To most Americans, history goes back hundreds of years. What occurred before the founding of the United States? Who knows? And does it really matter?
Residents of England take a longer view. Histories extend not just hundreds of years into the past, but thousands. Take Blythburgh in the county of Suffolk for example. The local church, Holy Trinity, has stood for over a thousand years. It has survived the ravages of war, the weather, and changes of religious beliefs that have stripped many East Anglian churches of great portions of their history.
Once, it even survived an attack by a savage, ghostly animal.
The first documented sighting of the Black Shuck occurred in the twelfth century, perhaps around the time Holy Trinity was built. Four centuries later, in 1577, locals reported that the satanic dog broke through the front door during a worship service. Within sight of the entire congregation, the Black Shuck killed a man and a boy. So ferocious was its attack that the church steeple collapsed.

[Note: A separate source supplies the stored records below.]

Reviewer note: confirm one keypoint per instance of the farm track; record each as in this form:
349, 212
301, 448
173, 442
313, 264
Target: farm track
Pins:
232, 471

Naturally, today's more scientific minds, who seek to discredit the supernatural, claim a storm hit the area, and lightning struck the steeple. Who are you going to believe? An entire congregation who witnessed the tragedy, or modern revisionists?
Countless stories have been lost to time. Yet the exploits of Sherlock Holmes endure forever. Foremost of those is The Hound of the Baskervilles. Could some of its timeless allure be due to the legendary Black Shuck, a spectral creature that haunted the Norfolk and Suffolk counties of East Anglia, as well as Dartmoor and more distant reaches of the British Isles?
Two things we know for certain. Arthur Conan Doyle, who wrote The Hound of the Baskervilles, became an ardent spiritualist in his later years. And Holy Trinity Church in Blythburgh, England, no longer has a steeple.